An open letter to the superstar
It’s not easy being you. Everything you do and say is on the world stage. Literally billions of people watch—and scrutinize—your every move. For the past 20 years, you’ve been the paragon of what a pop star should be. While other stars fall by the wayside to scandal or irrelevance, we’ve never even seen you sweat, Bey. Talented, gorgeous, always poised under pressure; you’re otherworldly. You have an entire hive of fans that swarm for you, stan for you and worship you. From Michelle Obama to Adele, anyone with two ears and a heart loves you.
But right now, a lot of people don’t love you. After releasing “Formation” and performing the racially charged track at the Super Bowl, haters are coming for you. Former New York City mayor Rudy Giuliani called your performance an “attack” on police officers. "I thought it was really outrageous that she used it as a platform to attack police officers who are the people who protect her and protect us, and keep us alive," he says. Conservative pundit Michelle Malkin added, “Cuz nothing brings us all together better than angry @Beyonce shaking her ass & shouting "Negro" repeatedly.”
They want you to apologize. They want you to apologize for bringing the topic of race into living rooms across America.
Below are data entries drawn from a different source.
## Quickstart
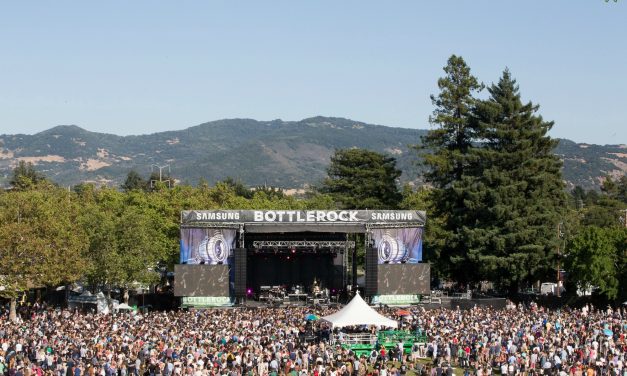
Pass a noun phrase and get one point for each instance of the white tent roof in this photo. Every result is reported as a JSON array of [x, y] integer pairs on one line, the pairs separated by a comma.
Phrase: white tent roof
[[122, 306], [357, 312]]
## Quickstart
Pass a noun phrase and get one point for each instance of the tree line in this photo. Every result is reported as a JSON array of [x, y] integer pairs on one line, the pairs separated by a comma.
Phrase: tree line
[[497, 206]]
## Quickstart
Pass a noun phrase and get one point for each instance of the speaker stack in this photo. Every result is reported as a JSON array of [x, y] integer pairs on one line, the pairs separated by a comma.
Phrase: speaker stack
[[372, 267], [240, 272]]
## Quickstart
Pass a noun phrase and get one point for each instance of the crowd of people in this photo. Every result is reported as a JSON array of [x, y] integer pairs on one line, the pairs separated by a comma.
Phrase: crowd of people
[[280, 341]]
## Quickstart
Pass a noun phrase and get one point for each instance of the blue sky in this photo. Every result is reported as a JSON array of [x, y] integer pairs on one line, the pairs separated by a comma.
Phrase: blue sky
[[135, 67]]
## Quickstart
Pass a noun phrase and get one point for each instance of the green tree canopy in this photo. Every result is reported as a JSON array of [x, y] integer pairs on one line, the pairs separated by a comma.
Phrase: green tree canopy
[[596, 258], [362, 179], [448, 155], [518, 199], [134, 181]]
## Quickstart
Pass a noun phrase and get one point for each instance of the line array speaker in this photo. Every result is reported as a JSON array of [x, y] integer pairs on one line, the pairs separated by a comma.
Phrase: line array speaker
[[240, 272], [372, 268]]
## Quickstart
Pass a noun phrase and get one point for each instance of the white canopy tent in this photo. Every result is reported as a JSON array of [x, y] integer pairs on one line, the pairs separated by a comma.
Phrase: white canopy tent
[[357, 312]]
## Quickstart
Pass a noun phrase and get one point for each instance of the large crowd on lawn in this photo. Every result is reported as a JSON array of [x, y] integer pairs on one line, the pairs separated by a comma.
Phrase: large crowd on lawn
[[519, 340]]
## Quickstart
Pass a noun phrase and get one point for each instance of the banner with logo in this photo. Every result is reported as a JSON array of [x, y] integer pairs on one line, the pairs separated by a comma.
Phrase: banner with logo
[[191, 217]]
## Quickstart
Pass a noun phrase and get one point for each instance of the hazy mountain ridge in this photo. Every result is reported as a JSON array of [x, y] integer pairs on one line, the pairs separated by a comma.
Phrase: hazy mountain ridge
[[288, 154]]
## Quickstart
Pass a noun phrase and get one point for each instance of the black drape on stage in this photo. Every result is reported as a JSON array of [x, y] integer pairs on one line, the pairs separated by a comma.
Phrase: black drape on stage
[[293, 269]]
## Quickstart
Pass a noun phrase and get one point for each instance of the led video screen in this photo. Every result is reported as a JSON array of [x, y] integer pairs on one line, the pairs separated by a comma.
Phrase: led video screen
[[207, 245], [201, 280], [404, 279], [398, 245]]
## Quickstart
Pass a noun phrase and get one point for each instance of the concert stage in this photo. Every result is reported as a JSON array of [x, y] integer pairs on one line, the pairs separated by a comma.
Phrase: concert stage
[[296, 257]]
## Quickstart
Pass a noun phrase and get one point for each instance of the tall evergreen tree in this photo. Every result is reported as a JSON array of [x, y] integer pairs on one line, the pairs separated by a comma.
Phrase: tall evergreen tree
[[447, 152], [518, 199], [133, 181], [362, 179]]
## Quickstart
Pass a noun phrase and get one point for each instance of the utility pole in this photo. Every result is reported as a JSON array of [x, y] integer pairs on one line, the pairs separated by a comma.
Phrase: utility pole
[[623, 218], [560, 234]]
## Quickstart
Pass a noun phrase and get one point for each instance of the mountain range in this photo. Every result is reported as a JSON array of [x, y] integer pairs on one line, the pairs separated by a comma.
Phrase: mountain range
[[287, 154]]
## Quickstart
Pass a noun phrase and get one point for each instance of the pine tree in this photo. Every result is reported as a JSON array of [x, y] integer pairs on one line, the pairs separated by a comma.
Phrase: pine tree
[[518, 198], [448, 155], [362, 179]]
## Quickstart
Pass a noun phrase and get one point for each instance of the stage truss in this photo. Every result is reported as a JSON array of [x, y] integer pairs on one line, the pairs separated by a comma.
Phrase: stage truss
[[343, 244]]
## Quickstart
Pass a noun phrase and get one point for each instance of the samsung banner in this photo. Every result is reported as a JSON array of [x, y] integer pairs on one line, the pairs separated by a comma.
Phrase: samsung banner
[[191, 217]]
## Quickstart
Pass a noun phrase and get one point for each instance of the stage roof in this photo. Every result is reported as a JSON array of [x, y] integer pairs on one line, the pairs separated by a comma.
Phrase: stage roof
[[266, 221]]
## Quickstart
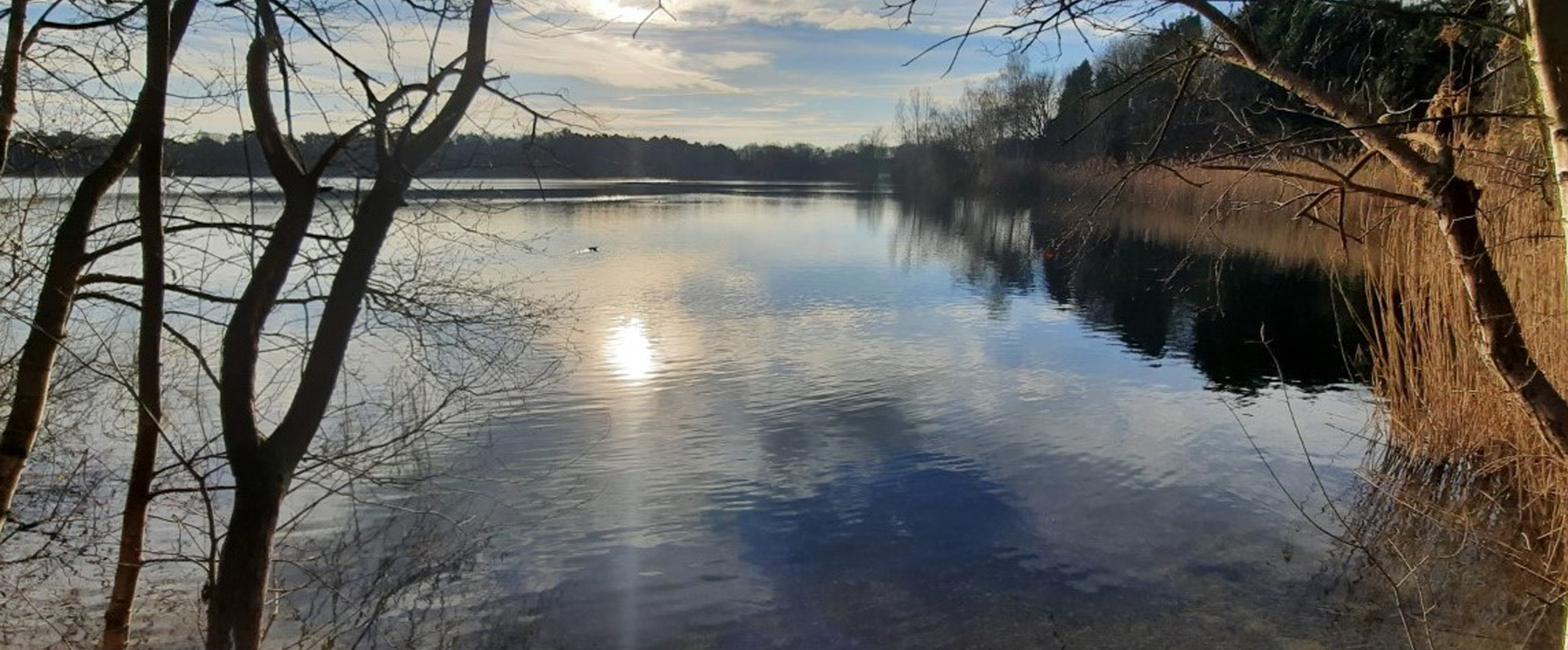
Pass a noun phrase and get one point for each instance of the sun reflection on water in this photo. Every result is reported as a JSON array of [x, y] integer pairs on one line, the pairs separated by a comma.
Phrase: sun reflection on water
[[630, 351]]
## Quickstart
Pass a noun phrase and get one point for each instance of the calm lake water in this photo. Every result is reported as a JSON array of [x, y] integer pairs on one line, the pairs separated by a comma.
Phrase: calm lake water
[[822, 419]]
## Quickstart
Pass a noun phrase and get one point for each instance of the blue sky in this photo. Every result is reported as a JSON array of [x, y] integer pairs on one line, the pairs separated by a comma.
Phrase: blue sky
[[715, 71]]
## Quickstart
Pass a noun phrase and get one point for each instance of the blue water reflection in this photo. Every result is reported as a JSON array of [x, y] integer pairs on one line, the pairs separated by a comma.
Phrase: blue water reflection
[[832, 422]]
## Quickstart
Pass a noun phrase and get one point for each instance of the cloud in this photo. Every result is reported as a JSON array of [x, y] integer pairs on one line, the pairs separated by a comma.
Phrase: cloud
[[825, 15], [736, 60]]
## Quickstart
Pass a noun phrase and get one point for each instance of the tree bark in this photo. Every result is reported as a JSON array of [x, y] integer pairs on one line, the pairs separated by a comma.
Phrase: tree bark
[[1459, 217], [12, 74], [264, 467], [55, 298], [149, 347], [1549, 60], [235, 611], [1457, 206]]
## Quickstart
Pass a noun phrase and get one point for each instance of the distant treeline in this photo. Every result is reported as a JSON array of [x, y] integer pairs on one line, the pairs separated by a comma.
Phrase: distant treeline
[[1159, 98], [557, 154]]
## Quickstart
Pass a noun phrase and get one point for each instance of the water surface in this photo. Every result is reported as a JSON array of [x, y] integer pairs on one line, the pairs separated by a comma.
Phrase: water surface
[[830, 419]]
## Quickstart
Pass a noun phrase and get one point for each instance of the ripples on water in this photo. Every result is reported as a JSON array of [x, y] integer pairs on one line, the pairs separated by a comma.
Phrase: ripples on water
[[833, 420]]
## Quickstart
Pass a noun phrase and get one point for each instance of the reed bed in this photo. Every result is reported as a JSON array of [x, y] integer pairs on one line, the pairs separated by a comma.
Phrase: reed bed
[[1459, 448], [1454, 428]]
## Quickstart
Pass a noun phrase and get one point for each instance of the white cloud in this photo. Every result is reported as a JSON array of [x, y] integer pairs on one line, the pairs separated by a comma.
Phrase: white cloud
[[705, 13], [737, 60]]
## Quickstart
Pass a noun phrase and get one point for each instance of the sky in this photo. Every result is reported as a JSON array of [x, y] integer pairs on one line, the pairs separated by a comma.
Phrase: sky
[[712, 71]]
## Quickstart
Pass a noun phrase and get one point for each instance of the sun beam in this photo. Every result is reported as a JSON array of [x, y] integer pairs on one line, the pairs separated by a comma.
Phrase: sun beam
[[630, 351]]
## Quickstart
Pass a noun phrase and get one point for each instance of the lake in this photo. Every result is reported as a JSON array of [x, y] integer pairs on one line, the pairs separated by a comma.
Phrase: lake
[[819, 419], [816, 417]]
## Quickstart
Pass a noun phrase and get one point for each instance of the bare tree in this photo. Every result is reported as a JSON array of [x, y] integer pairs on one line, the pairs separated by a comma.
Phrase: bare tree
[[58, 289], [1453, 200], [149, 347], [264, 466], [1548, 44]]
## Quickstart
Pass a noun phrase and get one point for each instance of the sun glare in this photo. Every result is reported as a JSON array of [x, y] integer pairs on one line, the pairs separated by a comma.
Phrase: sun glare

Beyonce speaking out about Hurricane Katrina? How dare she! They want you to apologize for commemorating the anniversary of the Black Panthers. They want you to apologize for caring about Black Lives Matter. They want you to apologize for being a black woman, proud of where you come from and your accomplishments. Hell, I’m convinced some of these people forgot you were black in the first place.
Don’t apologize, Beyonce. “Formation” is by far the riskiest and most topical song you’ve ever made. You’re forcing us—fans, the media, everyone—to open our eyes and to address topics that make some folks very uncomfortable. Good. That’s the point. Art has the power to affect change. You, Beyonce Knowles, have the power to affect change. Don’t apologize for making the most important song of your career.